Back to ESPN, they have apparently fired Easterbrook- a move I consider silly and ill considered- and removed every trace of his "Tuesday Morning Quarterback" columns from their website- a move I consider deeply troubling and borderline inconceivable. I should add that I enjoy reading his TMQ columns from time to time for the different perspective they bring to the coverage. Firing Easerbrook silly and ill considered? He did not use ESPN to spout this nonsense. He, and this may simply be my lack of sensitivities here, did not say anything "beyond the pale" which would make him unfit to publish regardless of the forum or subject matter (and this is not likely a beyond the pale moment as TNR isn't dropping him). Easterbrook did name Disney chief (which owns ESPN) Mike Eisner (see Shrek for a former employee's opinion of him) in his smear. Making this look more petty than principled- though that may simply be the appearance of it. As for the firing, Rush Limbaugh got a job on ESPN having said some pretty hateful things over the years and was welcome to keep his ESPN gig and say some pretty hateful things in other forums. Ditto for Michael Savage at MSNBC this summer. It's not a line which liberals much liked, but so long as they kept themselves clean and mainstream they were welcome on mainstream outlets. They were willing to distinguish (I would say create, but anyway) alternate personas for alternate venues. But not in Easterbrook's case. And that is silly and ill-conceived.

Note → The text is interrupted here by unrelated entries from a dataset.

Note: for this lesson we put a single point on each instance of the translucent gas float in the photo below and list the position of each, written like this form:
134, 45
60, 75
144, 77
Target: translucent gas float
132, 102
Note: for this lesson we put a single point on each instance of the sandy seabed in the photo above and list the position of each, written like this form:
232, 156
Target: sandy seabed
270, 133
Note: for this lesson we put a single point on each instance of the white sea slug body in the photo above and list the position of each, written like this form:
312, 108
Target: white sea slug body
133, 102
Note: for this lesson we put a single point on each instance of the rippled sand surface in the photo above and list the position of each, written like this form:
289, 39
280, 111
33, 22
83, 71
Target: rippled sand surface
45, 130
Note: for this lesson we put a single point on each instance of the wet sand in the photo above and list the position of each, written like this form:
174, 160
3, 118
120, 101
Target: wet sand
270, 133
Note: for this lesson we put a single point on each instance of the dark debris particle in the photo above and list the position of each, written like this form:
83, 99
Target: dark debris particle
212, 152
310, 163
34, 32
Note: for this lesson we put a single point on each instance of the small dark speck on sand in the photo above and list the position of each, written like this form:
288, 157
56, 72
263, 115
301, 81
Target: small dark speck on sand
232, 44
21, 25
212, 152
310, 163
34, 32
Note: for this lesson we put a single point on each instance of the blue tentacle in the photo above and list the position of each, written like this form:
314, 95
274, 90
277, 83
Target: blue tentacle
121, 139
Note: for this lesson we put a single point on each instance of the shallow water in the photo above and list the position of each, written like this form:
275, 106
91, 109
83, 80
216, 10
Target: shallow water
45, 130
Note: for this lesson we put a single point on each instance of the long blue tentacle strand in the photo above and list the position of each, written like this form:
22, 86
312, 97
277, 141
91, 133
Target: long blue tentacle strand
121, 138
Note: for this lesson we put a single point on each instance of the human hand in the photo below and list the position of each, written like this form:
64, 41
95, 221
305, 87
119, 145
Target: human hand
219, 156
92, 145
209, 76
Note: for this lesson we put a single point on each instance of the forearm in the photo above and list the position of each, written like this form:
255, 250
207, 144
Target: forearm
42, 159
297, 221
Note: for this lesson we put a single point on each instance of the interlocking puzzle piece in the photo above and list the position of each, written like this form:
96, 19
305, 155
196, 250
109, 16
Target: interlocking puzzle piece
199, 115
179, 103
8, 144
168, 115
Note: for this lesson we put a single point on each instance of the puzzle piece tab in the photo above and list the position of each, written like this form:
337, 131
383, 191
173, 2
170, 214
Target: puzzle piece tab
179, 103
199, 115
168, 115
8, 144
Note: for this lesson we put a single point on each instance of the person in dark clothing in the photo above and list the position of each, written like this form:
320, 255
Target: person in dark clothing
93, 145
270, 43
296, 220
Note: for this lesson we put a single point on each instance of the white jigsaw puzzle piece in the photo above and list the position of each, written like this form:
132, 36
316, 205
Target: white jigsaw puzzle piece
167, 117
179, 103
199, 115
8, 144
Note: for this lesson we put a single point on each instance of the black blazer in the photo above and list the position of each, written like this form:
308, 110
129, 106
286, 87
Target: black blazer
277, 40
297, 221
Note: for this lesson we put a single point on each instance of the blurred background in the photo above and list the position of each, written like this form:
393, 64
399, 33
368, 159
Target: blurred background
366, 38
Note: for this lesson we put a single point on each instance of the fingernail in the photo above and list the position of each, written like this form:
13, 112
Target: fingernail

The deletion of his columns however, is what has moved me to commit my thoughts to keystrokes (in spite of the space if I've given to lesser issues in this post... the whole thing is just odd). It's possible that Easterbrook continued to own his TMQ columns after publication and upon termination took them "with" him. Maybe ESPN hasn't done anything untoward, but part of what I'm about to say remains either way. The deleting of his columns, rigging the search feature to not return any results for Easterbrook or TMQ (try it, it's scary), it's actually Orwellian. I hate using that overused term. But it is like he never worked there, like TMQ never existed. And that is petty, but also disturbing. If I read back issues of the newspaper, shamed and fallen columnists words still exist. They are still there. TMQ was something, it was part of ESPN's quilt of NFL coverage, and it is now as if there were a whole in their coverage over the past few years. Whether ESPN has acted in an untoward manner regarding the columns or not, they need to remain. Same thing for Bill Simmons' "The Sports Guy" columns if he were to quit or Andy Katz's pieces if he were to leave. They need to remain because they are part of historical record. How can we say what sports reporters (and those who play as sports reporters) thought about players if we, in our new digital world, go around removing their columns? They need to remain, because they exist and without the permanent record, we come one too many steps closer to a world in which shared experience disappears, a world in which we are each divorced from that which surrounds... our contemporaries, our ancestors, our future. And that is unacceptable.